One year ago this week we were in the middle of a cross-country move, job changes, and significant family health problems. We thought we knew what was in store for our family as Stella and Bruce, our Suburban and pick up truck, pulled trailers and ate the miles.
(We were naïve. The reality of our new life is startlingly different from what we anticipated!)
While I didn’t know the depth of the drama preparing to unfold, I do know I Twittered through the move.
I teased my husband via social media by quoting his funny sayings: ”You know you’ve been driving a long time when you talk to your truck like he’s a best friend…. I’m gonna need to floss.”
I acclimated myself to living around my quirky dad again by tweeting his foibles: “My dad is ordering at the drive thru: his hand is out the window & he’s shaking his finger at the speaker.” (Little did I know some of his quirks must be attributed to Alzheimers. When we moved, he was still driving and hadn’t been diagnosed. What a difference a year makes!)
Then, the kids! They were constantly quotable: “The girls went in the creek, but Dos didn’t like it too much because ‘that pond freezed me up!’” Or, “Uno: ‘I saw a 6-year-old drinking Pepsi & I thought, ‘What?! What?! What is their mom thinking?!’” (I still love to use social media as my scrapbook for the funny things they say!)
I’m glad I Tweeted during that time because, now, that season is a blur. The only thing I strongly remember was my non-stop, internal soundtrack of a children’s song, “My God is so BIG! So strong and so mighty, there’s NOTHING my God cannot do!”
(I needed that soundtrack. It became the lynchpin to a life spinning out of control.)
(I have to pause for a long moment to regroup because this post has taken on a life of its own!)

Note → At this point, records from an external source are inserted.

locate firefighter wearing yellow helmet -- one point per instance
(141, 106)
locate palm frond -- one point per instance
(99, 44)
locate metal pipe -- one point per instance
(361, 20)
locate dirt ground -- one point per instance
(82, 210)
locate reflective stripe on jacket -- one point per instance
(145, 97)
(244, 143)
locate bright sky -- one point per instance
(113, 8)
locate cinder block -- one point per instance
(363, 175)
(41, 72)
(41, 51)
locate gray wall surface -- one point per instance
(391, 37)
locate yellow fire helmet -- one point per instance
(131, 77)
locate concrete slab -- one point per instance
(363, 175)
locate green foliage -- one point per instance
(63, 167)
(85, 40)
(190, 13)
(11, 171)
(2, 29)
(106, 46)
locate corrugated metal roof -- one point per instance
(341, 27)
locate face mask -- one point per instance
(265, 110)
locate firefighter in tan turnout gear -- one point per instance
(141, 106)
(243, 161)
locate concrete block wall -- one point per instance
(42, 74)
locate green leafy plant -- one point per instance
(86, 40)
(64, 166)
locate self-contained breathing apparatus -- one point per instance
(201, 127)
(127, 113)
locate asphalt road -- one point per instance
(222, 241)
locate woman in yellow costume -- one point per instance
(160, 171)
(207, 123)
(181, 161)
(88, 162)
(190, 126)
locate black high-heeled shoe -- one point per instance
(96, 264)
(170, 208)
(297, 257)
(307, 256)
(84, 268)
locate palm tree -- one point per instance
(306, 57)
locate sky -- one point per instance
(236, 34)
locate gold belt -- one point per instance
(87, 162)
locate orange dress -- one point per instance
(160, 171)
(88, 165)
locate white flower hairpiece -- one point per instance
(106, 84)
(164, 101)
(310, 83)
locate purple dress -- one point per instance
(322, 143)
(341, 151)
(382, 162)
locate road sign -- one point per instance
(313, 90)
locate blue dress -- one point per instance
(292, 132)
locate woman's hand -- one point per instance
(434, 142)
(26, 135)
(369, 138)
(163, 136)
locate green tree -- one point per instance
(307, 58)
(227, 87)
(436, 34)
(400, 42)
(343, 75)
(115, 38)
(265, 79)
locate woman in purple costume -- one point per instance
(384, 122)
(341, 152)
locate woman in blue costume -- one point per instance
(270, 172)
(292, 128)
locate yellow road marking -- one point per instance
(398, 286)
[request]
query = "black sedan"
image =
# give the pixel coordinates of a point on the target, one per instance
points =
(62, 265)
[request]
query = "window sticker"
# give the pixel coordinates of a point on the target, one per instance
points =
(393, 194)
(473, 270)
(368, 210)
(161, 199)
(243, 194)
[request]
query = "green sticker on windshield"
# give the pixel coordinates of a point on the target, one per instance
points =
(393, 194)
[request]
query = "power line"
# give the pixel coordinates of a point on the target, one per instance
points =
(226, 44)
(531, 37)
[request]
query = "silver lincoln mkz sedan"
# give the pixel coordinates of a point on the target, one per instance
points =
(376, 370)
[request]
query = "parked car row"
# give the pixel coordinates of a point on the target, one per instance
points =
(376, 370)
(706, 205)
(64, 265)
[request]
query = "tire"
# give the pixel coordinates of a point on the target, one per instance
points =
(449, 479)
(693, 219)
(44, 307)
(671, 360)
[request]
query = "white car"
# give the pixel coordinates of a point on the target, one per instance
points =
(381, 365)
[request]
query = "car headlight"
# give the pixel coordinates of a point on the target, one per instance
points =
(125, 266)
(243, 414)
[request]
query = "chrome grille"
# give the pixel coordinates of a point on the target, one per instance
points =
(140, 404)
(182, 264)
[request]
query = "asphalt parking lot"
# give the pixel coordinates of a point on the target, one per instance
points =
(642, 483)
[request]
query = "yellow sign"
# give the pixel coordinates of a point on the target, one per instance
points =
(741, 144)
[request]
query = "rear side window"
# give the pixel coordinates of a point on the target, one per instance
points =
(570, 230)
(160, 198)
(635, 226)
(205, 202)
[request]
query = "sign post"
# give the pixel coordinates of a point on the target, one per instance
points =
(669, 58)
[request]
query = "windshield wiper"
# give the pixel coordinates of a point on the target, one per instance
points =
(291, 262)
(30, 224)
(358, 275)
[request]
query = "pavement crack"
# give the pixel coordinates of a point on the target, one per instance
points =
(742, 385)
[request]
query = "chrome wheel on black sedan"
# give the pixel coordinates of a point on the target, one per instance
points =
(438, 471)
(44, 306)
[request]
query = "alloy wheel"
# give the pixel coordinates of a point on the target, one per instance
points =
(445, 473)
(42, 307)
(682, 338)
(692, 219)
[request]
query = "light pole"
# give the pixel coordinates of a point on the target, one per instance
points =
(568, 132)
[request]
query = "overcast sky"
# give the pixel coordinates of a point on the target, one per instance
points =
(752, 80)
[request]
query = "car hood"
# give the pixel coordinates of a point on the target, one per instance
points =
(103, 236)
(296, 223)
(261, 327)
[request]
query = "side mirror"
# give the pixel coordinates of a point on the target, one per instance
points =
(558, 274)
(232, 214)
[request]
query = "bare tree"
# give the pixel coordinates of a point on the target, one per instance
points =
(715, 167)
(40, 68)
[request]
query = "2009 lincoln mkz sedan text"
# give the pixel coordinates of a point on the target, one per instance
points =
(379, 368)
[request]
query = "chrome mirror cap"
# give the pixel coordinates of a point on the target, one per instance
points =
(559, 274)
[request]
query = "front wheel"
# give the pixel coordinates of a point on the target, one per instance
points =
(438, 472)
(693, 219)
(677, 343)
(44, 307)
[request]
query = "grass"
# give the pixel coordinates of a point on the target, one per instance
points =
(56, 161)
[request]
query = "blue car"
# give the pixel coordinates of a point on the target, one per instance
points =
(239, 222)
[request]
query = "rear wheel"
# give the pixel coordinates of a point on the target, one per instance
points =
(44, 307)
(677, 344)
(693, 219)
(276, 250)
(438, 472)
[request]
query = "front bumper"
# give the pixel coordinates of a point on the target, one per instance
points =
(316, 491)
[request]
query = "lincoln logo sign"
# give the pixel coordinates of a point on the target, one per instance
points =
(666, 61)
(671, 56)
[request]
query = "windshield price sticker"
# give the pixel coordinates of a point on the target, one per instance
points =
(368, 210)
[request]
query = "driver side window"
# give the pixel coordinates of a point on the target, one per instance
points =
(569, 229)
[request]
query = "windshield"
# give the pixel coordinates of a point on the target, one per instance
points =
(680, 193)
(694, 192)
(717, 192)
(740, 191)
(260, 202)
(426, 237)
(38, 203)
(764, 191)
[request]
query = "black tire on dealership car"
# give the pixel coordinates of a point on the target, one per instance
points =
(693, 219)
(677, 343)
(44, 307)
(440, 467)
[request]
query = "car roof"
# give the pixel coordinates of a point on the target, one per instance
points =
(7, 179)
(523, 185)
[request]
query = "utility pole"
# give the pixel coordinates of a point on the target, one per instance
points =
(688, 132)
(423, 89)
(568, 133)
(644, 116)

Tonight I planned to write about hands-free parenting, a.k.a. parenting without your mobile device feeding cancer-producing technology waves into your hand. Not too long ago I got slapped upside the head by two articles, How to Miss a Childhood and Why You Should Rethink Brushing Off Your Kids When You’re Busy.
These bits of writing made me stop cold and wonder how often I give the girls 100% of my attention. After careful reflection, I was ashamed to recognize how very much I need to improve in this area. (I blame working full-time from home… and my own fascination with social media and my laptop. It’s still something I must fix.)
Tonight I intended to confess to you that I’m a stinker when it comes to hands-free parenting… and encourage you to take a look at your own technology habits and check to see if you’re missing your kid’s childhood.
And I guess I am doing that… But in the process this post has come alive with its own intentions and I’ve realized, hands-free parenting or not, I’m grateful for status updates that spur memories of the past.
Even though the “micro-blogging” world of 140 characters is a shallow place to live… it’s had a positive impact on me.
I’m not proud about the lack of engagement I have with my children when I’m in the midst of a texting conversation… but I can and will change that because my kids are more important than my phone. Yet the knowledge my status updates and tweets have made others smile… well, that’s got to be worth something, right?
How do you manage your relationship with technology and social media? Where do you need to set boundaries?